Antes de bajar la escalera del Espacio de Arte Contemporáneo y pasear por la colectiva Sobreexposición, conviene detenerse en dos instalaciones site-specific (creadas para determinado lugar), que alteran drásticamente algunos sectores del espacio expositivo mediante una suerte de vaciamiento y reajuste, promoviendo experiencias físicas y sensoriales sin duda dignas de mención, sobretodo como ejemplos de paradójicas descomposiciones de lugar. Por un lado, se aplica un simple apagón, que brinda a los visitantes la incertidumbre de caminar en la oscuridad: así, el argentino Nicolás Pontón, en Principio de indeterminación, deja ver solamente, gracias a un farol, parte de un hilo que supuestamente atraviesa la habitación, produciendo un triple efecto lumínico. Lo único a la vista es, de hecho, la fuente de luz misma, la porción de cuerda iluminada (que puede moverse si el transeúnte “ciego” choca con ella) y el reflejo de la luz contra el piso, dibujando elementos concretos y estructurales (pavimento y techo) y efímeros (la cuerda) como espacios apenas sugeridos, única conexión con la materialidad del entorno, en el negro de la caja negra. Por otro lado, más radical, opera Nicolás Branca, que en Sky construye un falso techo extremadamente bajo que cubre todo el espacio de exhibición –e incluso sale de este, llegando a las puertas- dejando así, como sola posibilidad de acceso (para los adultos de estatura promedio), recorrer la sala totalmente vacía agachados o encorvados: la sensación de opresión y ridiculez al caminar semipostrados por un área donde no se exhibe nada desata, casi automáticamente, un rosario de posibles metáforas sobre el espacio museístico, sus usos y sus ideologías.

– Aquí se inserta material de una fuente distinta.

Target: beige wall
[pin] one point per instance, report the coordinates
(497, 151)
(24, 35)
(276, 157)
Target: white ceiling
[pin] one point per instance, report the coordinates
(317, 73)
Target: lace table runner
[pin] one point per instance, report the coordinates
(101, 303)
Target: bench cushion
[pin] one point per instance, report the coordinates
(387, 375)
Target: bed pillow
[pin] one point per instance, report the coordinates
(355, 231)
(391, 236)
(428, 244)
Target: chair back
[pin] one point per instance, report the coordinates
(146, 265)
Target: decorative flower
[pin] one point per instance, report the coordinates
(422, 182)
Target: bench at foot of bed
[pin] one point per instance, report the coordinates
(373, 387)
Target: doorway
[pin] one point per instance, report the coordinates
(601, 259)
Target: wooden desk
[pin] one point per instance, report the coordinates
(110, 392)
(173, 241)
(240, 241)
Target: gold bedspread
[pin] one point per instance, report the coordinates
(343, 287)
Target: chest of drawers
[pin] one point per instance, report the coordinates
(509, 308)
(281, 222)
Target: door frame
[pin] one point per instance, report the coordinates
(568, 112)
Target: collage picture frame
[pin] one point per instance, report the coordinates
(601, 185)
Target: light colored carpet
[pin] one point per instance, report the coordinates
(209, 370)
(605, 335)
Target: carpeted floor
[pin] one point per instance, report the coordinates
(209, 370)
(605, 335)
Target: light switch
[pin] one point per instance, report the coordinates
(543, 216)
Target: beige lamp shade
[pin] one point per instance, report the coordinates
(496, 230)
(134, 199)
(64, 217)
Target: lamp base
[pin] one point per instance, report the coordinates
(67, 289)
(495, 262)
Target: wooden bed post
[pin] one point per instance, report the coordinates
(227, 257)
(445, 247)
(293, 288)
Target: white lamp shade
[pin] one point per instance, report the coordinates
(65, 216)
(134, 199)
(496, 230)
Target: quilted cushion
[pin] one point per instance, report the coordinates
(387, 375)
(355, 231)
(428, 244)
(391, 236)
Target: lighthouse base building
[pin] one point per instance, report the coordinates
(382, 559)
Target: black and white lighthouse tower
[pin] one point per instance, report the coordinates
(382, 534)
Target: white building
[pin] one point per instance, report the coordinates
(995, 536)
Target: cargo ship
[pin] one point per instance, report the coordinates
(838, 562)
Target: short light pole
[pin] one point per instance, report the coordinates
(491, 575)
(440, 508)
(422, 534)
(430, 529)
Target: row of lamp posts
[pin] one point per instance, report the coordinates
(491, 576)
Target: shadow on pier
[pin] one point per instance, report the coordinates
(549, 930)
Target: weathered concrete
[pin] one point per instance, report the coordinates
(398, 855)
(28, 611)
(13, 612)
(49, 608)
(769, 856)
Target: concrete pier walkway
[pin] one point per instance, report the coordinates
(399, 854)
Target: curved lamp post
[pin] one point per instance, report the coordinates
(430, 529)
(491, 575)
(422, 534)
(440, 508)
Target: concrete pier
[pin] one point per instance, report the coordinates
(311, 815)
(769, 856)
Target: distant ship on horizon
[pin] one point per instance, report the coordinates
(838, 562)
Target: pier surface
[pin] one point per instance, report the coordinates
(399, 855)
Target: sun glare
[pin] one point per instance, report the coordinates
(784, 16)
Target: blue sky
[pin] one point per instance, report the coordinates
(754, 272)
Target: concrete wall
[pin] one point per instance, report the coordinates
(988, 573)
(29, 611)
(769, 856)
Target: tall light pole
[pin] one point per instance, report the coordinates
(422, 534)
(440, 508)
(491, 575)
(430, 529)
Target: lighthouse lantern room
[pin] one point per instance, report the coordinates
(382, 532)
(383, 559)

Sobreexposición, ahora: curada por el español Juan José Santos, reúne a 15 artistas de diferentes países que reflexionan sobre el concepto de retrato y (sobre todo) autorretrato –más bien selfie– en nuestra época, incuestionablemente saturada en ese rubro. Arduo es, no cabe duda, pronunciarse sobre qué significa un fenómeno relativamente nuevo (cuya médula es quizá el abuso social del narcisismo), y será por eso que Santos declara de entrada que trabajó “sin intención de desarrollar [...] una tesis moralizante” o “una conclusión cerrada”, y que “la exposición pretende generar un comentario que puede ser crítico, satírico, creativo y profundo”. Sin embargo, pensar en comentarios “críticos, satíricos, creativos y profundos” que no contengan partículas moralizantes o concluyentes suena igualmente arduo y, de hecho, sopla sobre la exposición un aire de condena y rechazo hacia la mencionada saturación, quizá unido a cierto malestar por sumar a ella, como medio de reflexión sobre el colapso de cualquier filtro en la producción contemporánea de imágenes, más imágenes.

Como era de esperar, la mayoría de las obras son resueltas con fotos o videos, vale decir con las mismas armas del “agresor”, e incluso con material readymade: en este sentido, uno de los casos más evidentes es el del brasileño Felipe Cama, que en Imagens surradas (selfie), de 2014, monta en rapidísima sucesión casi 3.000 selfies sacadas de Instagram, generando un carrusel embriagador en el que se pierden los rasgos de las personas por la rapidez de la secuencia –convirtiendo lo individual, que debería ser el centro del autorretrato, en una especie de mancha indistinta–, pero sin agregar demasiado a un fenómeno propio de este tipo de representación, que por sí sola neutraliza a sus sujetos, debido a la reiteración de poses y a la cantidad, también durante una observación normal. Aparentemente más sutil, pero en realidad demasiado lacónico, es el uso que el periodista neoyorquino Jason Feifer hizo de dos páginas de Tumblr dedicadas a reunir Selfies en lugares serios y en funerales (ambas de 2013): en el museo, un celular las muestra en sucesión, y más que un disparador de pensamiento sobre cierta condición cínica que vivimos o sobre la insensibilidad que nos rodea, parece primariamente un blando escrache a los “perpetradores”. En vez de apropiarse de shots ajenos, el colombiano Iván Argote utiliza, en Todas mis novias (2007-2009), el gesto de la “selfie con famosos” para armar una serie de imágenes en las que se retrató junto a modelos que aparecían en afiches publicitarios: puede resultar gracioso, pero revela en seguida el límite de un tipo de chiste visual casi nativo de las redes sociales. Más interesante es su otra pieza, el video Cumpleaños (2009): en un gran ascensor de París, ruega a los presentes, desconocidos, que le canten “Feliz cumpleaños” ya que no tiene amigos en Francia: la gente, como sucedánea al estilo Facebook de las amistades, cumple entusiasta.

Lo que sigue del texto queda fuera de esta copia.